Şara, beklediği uluslararası mali desteğe ulaşabilecek mi? Heinrich Böll Vakfı’nın Ortadoğu ve Kuzey Afrika bölümünün başkanı Bente Scheller, “Suriye’deki değişim, uluslararası kalkınma yardımındaki krizle çatışıyor” dedi.
Kalkınma Yardımları Kriz İçinde
DW’ye konuşan Alemanya’dan uzman Scheller, Suriye’de gerçek anlamda demokratik değişimi sürdürmek için bir fırsat doğduğunu ancak Almanya’daki kaynakların azalmakta olduğunu belirtti. Scheller, “Kalkınma işbirliği bütçelerinde ciddi kısıtlamalar yaşanmakta ve Suriye için önümüzdeki yıllarda neredeyse hiç finansman kalmayabilir” diye ekledi.
Bu durumunun, Suriye’de demokratik değişimi desteklemeye yönelik bir fırsatı kaçırma riskini barındırdığını vurguladı.
Suriye Halkının Umut Dolu Beklentileri
Arap Görüş Endeksi’nin 18 Eylül 2025 tarihli anketine göre, Suriyelilerin %61’i demokratik bir hükümeti desteklemekte. Bu sonuç, şaşırtıcı değil; neticede halk 2011’deki baş kaldırısının altında yatan demokratik taleplerle hareket etmiş, bu talepler rejim tarafından sert bir şekilde bastırılmıştı ve iç savaşın patlak vermesine yol açtı.

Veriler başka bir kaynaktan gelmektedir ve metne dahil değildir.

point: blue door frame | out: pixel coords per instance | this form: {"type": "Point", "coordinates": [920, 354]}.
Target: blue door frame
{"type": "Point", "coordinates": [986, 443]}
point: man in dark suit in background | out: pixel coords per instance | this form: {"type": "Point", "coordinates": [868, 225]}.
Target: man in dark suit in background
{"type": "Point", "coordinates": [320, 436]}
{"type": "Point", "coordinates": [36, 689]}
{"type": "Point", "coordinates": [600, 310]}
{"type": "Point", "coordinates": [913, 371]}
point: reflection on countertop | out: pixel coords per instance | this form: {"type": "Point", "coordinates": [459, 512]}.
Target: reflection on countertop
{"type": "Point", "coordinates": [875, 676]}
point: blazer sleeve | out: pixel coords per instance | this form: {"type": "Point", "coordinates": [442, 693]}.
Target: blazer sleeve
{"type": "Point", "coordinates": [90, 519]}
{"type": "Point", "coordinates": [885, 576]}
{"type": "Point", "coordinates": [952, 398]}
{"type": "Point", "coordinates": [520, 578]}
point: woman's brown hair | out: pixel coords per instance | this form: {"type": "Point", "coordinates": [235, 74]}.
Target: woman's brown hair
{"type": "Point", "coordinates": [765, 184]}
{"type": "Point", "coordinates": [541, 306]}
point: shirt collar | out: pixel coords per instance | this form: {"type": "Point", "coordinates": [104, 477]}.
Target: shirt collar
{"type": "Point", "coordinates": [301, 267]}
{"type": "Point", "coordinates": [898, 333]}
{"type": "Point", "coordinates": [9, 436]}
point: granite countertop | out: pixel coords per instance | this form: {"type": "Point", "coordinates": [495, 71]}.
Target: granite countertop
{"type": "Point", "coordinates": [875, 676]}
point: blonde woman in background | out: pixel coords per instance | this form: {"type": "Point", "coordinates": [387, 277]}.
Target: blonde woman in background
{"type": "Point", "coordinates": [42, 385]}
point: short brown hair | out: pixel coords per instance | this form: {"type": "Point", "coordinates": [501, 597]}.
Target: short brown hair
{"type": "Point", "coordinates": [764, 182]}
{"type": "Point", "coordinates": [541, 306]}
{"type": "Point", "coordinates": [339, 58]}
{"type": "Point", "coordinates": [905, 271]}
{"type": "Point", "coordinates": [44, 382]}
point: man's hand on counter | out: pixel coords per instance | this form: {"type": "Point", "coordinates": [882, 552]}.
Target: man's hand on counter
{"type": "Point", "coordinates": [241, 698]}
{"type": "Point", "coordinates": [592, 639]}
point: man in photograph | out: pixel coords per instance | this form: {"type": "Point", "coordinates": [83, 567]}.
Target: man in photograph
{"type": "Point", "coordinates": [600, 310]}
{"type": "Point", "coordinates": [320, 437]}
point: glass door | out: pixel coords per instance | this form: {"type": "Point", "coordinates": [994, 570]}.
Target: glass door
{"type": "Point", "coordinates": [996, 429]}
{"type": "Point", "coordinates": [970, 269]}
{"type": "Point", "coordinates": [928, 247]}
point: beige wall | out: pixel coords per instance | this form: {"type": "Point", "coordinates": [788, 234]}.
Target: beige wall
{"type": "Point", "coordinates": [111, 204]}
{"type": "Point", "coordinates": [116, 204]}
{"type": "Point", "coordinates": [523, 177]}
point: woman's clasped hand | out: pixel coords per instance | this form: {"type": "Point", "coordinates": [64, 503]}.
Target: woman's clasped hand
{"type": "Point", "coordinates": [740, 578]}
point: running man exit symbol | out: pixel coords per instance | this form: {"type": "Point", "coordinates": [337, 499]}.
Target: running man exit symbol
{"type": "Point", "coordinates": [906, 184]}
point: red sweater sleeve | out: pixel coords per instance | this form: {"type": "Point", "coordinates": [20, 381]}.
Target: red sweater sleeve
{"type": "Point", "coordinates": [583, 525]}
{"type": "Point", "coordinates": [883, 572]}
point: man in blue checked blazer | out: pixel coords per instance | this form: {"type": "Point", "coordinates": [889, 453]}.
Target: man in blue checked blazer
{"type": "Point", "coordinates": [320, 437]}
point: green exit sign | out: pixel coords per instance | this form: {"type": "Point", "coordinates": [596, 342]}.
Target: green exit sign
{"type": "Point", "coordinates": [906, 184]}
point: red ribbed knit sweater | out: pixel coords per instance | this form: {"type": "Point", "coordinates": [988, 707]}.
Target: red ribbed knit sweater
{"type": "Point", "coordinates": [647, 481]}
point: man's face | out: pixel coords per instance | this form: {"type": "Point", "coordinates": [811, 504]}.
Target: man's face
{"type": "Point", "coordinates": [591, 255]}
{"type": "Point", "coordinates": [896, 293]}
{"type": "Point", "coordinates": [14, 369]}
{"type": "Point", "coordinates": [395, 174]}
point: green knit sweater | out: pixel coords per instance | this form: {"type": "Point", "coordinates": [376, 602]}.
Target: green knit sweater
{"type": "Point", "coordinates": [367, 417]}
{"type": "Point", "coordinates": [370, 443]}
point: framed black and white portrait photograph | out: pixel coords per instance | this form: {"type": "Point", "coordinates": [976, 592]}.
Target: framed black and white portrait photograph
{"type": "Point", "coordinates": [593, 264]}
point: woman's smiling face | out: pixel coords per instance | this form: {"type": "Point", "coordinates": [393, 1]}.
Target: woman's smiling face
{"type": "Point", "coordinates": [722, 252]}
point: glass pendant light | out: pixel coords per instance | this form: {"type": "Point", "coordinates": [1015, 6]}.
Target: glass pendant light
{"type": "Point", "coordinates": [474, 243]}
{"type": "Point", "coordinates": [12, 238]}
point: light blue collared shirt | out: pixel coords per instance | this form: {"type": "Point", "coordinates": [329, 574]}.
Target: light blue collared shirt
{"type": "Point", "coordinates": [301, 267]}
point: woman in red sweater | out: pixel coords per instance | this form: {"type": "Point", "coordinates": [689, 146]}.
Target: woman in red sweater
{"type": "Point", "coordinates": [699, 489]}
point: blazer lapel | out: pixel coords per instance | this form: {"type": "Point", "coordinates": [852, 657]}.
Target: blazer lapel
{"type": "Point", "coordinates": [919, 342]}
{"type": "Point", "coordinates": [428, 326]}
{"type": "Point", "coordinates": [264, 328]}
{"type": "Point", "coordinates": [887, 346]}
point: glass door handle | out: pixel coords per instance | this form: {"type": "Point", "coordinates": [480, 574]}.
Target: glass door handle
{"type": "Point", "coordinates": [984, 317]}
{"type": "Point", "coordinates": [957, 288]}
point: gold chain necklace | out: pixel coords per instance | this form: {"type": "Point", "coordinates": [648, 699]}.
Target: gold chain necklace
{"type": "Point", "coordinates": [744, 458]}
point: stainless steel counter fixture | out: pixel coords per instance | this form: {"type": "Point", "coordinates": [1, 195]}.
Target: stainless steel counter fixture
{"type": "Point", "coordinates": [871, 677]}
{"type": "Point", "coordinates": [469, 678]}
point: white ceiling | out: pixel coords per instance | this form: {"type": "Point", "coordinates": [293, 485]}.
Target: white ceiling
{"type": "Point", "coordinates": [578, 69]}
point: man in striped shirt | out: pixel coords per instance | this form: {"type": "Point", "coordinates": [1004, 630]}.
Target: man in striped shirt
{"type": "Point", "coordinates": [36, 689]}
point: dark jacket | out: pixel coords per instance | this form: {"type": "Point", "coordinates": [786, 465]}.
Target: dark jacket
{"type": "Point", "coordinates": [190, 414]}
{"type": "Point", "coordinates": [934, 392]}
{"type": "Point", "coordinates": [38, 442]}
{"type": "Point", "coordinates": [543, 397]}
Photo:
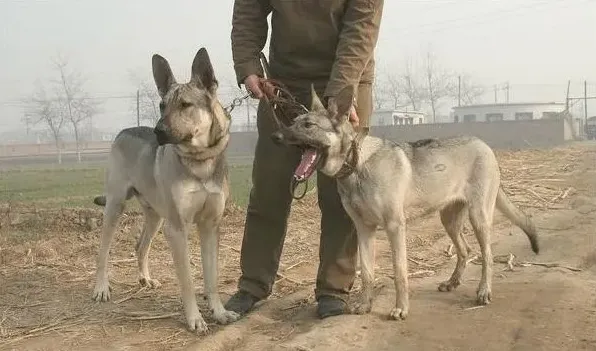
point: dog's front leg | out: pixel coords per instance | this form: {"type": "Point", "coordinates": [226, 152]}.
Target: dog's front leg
{"type": "Point", "coordinates": [178, 241]}
{"type": "Point", "coordinates": [396, 232]}
{"type": "Point", "coordinates": [209, 238]}
{"type": "Point", "coordinates": [366, 250]}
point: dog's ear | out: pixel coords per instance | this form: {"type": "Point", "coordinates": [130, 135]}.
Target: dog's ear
{"type": "Point", "coordinates": [340, 105]}
{"type": "Point", "coordinates": [162, 74]}
{"type": "Point", "coordinates": [316, 105]}
{"type": "Point", "coordinates": [202, 71]}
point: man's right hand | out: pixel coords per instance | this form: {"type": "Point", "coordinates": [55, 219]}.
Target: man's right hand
{"type": "Point", "coordinates": [258, 87]}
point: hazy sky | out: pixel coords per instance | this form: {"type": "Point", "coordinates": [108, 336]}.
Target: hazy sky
{"type": "Point", "coordinates": [536, 45]}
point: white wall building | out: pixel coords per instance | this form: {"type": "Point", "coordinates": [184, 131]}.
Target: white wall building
{"type": "Point", "coordinates": [390, 117]}
{"type": "Point", "coordinates": [506, 112]}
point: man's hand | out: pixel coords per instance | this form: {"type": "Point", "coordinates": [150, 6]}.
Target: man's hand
{"type": "Point", "coordinates": [353, 117]}
{"type": "Point", "coordinates": [258, 87]}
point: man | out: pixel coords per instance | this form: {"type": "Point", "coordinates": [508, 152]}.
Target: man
{"type": "Point", "coordinates": [328, 43]}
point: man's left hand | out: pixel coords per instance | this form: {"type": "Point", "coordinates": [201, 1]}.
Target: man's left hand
{"type": "Point", "coordinates": [353, 117]}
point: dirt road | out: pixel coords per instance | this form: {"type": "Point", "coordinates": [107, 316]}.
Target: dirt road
{"type": "Point", "coordinates": [45, 285]}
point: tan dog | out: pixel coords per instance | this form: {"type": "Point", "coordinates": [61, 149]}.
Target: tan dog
{"type": "Point", "coordinates": [388, 181]}
{"type": "Point", "coordinates": [177, 172]}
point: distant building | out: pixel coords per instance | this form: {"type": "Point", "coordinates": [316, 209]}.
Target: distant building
{"type": "Point", "coordinates": [391, 117]}
{"type": "Point", "coordinates": [506, 112]}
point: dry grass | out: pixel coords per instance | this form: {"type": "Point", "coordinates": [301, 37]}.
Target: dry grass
{"type": "Point", "coordinates": [47, 262]}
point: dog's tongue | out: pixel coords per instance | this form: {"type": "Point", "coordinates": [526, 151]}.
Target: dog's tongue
{"type": "Point", "coordinates": [307, 165]}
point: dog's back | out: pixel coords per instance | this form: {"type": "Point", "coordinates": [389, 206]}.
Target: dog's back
{"type": "Point", "coordinates": [131, 162]}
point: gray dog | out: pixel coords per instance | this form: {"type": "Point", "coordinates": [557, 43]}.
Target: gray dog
{"type": "Point", "coordinates": [380, 183]}
{"type": "Point", "coordinates": [177, 172]}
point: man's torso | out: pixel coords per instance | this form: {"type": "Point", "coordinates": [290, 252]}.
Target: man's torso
{"type": "Point", "coordinates": [304, 37]}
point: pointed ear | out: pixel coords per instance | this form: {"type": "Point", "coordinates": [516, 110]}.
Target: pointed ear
{"type": "Point", "coordinates": [202, 71]}
{"type": "Point", "coordinates": [316, 105]}
{"type": "Point", "coordinates": [162, 74]}
{"type": "Point", "coordinates": [341, 104]}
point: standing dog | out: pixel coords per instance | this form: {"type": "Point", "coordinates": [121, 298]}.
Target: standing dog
{"type": "Point", "coordinates": [379, 182]}
{"type": "Point", "coordinates": [177, 172]}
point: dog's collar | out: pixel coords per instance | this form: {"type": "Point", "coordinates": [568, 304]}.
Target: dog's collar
{"type": "Point", "coordinates": [351, 160]}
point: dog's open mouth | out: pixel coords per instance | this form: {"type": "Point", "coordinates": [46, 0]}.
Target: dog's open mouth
{"type": "Point", "coordinates": [308, 164]}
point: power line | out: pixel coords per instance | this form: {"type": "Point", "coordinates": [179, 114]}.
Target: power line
{"type": "Point", "coordinates": [478, 19]}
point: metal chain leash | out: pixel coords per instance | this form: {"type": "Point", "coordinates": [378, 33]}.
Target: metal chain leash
{"type": "Point", "coordinates": [235, 103]}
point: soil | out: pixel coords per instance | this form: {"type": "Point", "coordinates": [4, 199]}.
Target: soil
{"type": "Point", "coordinates": [47, 266]}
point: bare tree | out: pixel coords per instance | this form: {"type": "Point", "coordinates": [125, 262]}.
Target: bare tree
{"type": "Point", "coordinates": [438, 83]}
{"type": "Point", "coordinates": [407, 87]}
{"type": "Point", "coordinates": [465, 90]}
{"type": "Point", "coordinates": [379, 88]}
{"type": "Point", "coordinates": [148, 98]}
{"type": "Point", "coordinates": [46, 111]}
{"type": "Point", "coordinates": [75, 102]}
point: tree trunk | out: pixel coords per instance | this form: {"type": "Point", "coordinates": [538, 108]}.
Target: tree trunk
{"type": "Point", "coordinates": [59, 150]}
{"type": "Point", "coordinates": [432, 106]}
{"type": "Point", "coordinates": [76, 130]}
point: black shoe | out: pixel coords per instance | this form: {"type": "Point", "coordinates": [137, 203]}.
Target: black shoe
{"type": "Point", "coordinates": [331, 306]}
{"type": "Point", "coordinates": [241, 302]}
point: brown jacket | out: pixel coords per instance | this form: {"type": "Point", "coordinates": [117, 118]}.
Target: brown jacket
{"type": "Point", "coordinates": [325, 42]}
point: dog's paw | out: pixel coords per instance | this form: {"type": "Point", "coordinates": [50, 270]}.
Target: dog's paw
{"type": "Point", "coordinates": [448, 285]}
{"type": "Point", "coordinates": [363, 307]}
{"type": "Point", "coordinates": [150, 283]}
{"type": "Point", "coordinates": [226, 317]}
{"type": "Point", "coordinates": [484, 296]}
{"type": "Point", "coordinates": [196, 323]}
{"type": "Point", "coordinates": [398, 313]}
{"type": "Point", "coordinates": [101, 293]}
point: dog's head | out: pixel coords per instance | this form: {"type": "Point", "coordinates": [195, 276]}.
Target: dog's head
{"type": "Point", "coordinates": [191, 114]}
{"type": "Point", "coordinates": [324, 134]}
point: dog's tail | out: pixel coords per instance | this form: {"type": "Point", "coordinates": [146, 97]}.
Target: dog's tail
{"type": "Point", "coordinates": [519, 218]}
{"type": "Point", "coordinates": [100, 200]}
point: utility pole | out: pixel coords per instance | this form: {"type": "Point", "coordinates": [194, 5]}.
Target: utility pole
{"type": "Point", "coordinates": [247, 114]}
{"type": "Point", "coordinates": [138, 110]}
{"type": "Point", "coordinates": [567, 98]}
{"type": "Point", "coordinates": [458, 91]}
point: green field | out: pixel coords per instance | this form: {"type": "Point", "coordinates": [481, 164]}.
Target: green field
{"type": "Point", "coordinates": [77, 186]}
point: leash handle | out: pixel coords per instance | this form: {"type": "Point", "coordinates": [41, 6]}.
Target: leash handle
{"type": "Point", "coordinates": [294, 184]}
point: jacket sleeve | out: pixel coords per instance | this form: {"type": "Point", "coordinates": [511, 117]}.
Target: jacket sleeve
{"type": "Point", "coordinates": [249, 35]}
{"type": "Point", "coordinates": [357, 42]}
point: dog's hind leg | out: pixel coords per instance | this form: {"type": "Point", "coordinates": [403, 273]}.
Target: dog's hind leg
{"type": "Point", "coordinates": [396, 232]}
{"type": "Point", "coordinates": [452, 217]}
{"type": "Point", "coordinates": [152, 223]}
{"type": "Point", "coordinates": [366, 251]}
{"type": "Point", "coordinates": [111, 217]}
{"type": "Point", "coordinates": [209, 240]}
{"type": "Point", "coordinates": [481, 222]}
{"type": "Point", "coordinates": [177, 236]}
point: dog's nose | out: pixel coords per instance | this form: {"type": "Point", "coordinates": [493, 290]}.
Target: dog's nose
{"type": "Point", "coordinates": [277, 137]}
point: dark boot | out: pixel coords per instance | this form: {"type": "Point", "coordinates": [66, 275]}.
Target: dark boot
{"type": "Point", "coordinates": [241, 302]}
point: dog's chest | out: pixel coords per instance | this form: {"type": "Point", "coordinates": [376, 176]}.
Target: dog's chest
{"type": "Point", "coordinates": [361, 204]}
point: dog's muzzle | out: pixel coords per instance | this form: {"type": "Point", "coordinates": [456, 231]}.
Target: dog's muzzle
{"type": "Point", "coordinates": [162, 135]}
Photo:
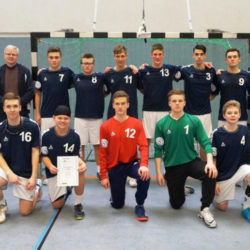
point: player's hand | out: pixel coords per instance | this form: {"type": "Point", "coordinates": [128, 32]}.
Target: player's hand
{"type": "Point", "coordinates": [82, 166]}
{"type": "Point", "coordinates": [107, 69]}
{"type": "Point", "coordinates": [211, 171]}
{"type": "Point", "coordinates": [219, 71]}
{"type": "Point", "coordinates": [13, 178]}
{"type": "Point", "coordinates": [208, 65]}
{"type": "Point", "coordinates": [30, 184]}
{"type": "Point", "coordinates": [144, 173]}
{"type": "Point", "coordinates": [217, 189]}
{"type": "Point", "coordinates": [105, 183]}
{"type": "Point", "coordinates": [133, 68]}
{"type": "Point", "coordinates": [53, 169]}
{"type": "Point", "coordinates": [160, 180]}
{"type": "Point", "coordinates": [38, 119]}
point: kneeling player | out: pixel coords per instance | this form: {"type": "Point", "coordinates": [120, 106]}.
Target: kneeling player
{"type": "Point", "coordinates": [19, 156]}
{"type": "Point", "coordinates": [231, 144]}
{"type": "Point", "coordinates": [62, 141]}
{"type": "Point", "coordinates": [120, 136]}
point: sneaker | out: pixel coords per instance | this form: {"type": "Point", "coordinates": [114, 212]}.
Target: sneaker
{"type": "Point", "coordinates": [98, 176]}
{"type": "Point", "coordinates": [3, 211]}
{"type": "Point", "coordinates": [78, 211]}
{"type": "Point", "coordinates": [188, 190]}
{"type": "Point", "coordinates": [38, 190]}
{"type": "Point", "coordinates": [132, 182]}
{"type": "Point", "coordinates": [208, 217]}
{"type": "Point", "coordinates": [140, 213]}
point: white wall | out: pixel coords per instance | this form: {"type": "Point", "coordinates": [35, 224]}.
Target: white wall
{"type": "Point", "coordinates": [124, 15]}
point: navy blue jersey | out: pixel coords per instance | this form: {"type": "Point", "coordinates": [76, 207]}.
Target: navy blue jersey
{"type": "Point", "coordinates": [16, 145]}
{"type": "Point", "coordinates": [233, 87]}
{"type": "Point", "coordinates": [123, 80]}
{"type": "Point", "coordinates": [54, 145]}
{"type": "Point", "coordinates": [89, 95]}
{"type": "Point", "coordinates": [54, 85]}
{"type": "Point", "coordinates": [230, 150]}
{"type": "Point", "coordinates": [156, 84]}
{"type": "Point", "coordinates": [198, 85]}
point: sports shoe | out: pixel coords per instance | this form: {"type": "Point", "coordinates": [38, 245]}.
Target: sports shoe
{"type": "Point", "coordinates": [132, 182]}
{"type": "Point", "coordinates": [38, 190]}
{"type": "Point", "coordinates": [140, 213]}
{"type": "Point", "coordinates": [98, 176]}
{"type": "Point", "coordinates": [78, 211]}
{"type": "Point", "coordinates": [188, 190]}
{"type": "Point", "coordinates": [246, 213]}
{"type": "Point", "coordinates": [208, 217]}
{"type": "Point", "coordinates": [3, 211]}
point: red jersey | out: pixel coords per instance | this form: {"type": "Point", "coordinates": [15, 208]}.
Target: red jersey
{"type": "Point", "coordinates": [119, 142]}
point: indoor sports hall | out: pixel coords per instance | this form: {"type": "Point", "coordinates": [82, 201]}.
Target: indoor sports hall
{"type": "Point", "coordinates": [96, 26]}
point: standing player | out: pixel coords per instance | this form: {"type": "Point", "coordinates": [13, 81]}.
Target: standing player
{"type": "Point", "coordinates": [199, 82]}
{"type": "Point", "coordinates": [62, 141]}
{"type": "Point", "coordinates": [52, 88]}
{"type": "Point", "coordinates": [233, 85]}
{"type": "Point", "coordinates": [120, 136]}
{"type": "Point", "coordinates": [121, 77]}
{"type": "Point", "coordinates": [231, 144]}
{"type": "Point", "coordinates": [89, 110]}
{"type": "Point", "coordinates": [19, 156]}
{"type": "Point", "coordinates": [174, 142]}
{"type": "Point", "coordinates": [16, 78]}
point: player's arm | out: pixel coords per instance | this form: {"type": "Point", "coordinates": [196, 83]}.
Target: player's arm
{"type": "Point", "coordinates": [158, 146]}
{"type": "Point", "coordinates": [29, 94]}
{"type": "Point", "coordinates": [143, 170]}
{"type": "Point", "coordinates": [12, 177]}
{"type": "Point", "coordinates": [31, 183]}
{"type": "Point", "coordinates": [103, 154]}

BM Genel Kurulu’ndaki konuşmasının ardından halk, Şam sokaklarını bayraklarla doldurarak kutlama yaptı. Fotoğraf: Hisam Hac Omer/Anadolu Agency/IMAGO
Öne çıkan bir diğer durum ise, Suriye’de yeni bir umut atmosferinin oluşmuş olması. Ankete katılanların %56’sı, Suriye’nin doğru yolda olduğunu düşünüyor. Ayrıca çoğunluk, “rahat, güvenli, mutlu ve umutlu hissettiğini” ifade ediyor.
Arap Görüş Endeksi yazarları, Suriye’nin bölünme riski, dış müdahaleler, İsrail’in Suriye topraklarına yönelik hava saldırıları ve askerî operasyonlarına rağmen halk arasında artan iyimserliğin önemine dikkat çekmektedir.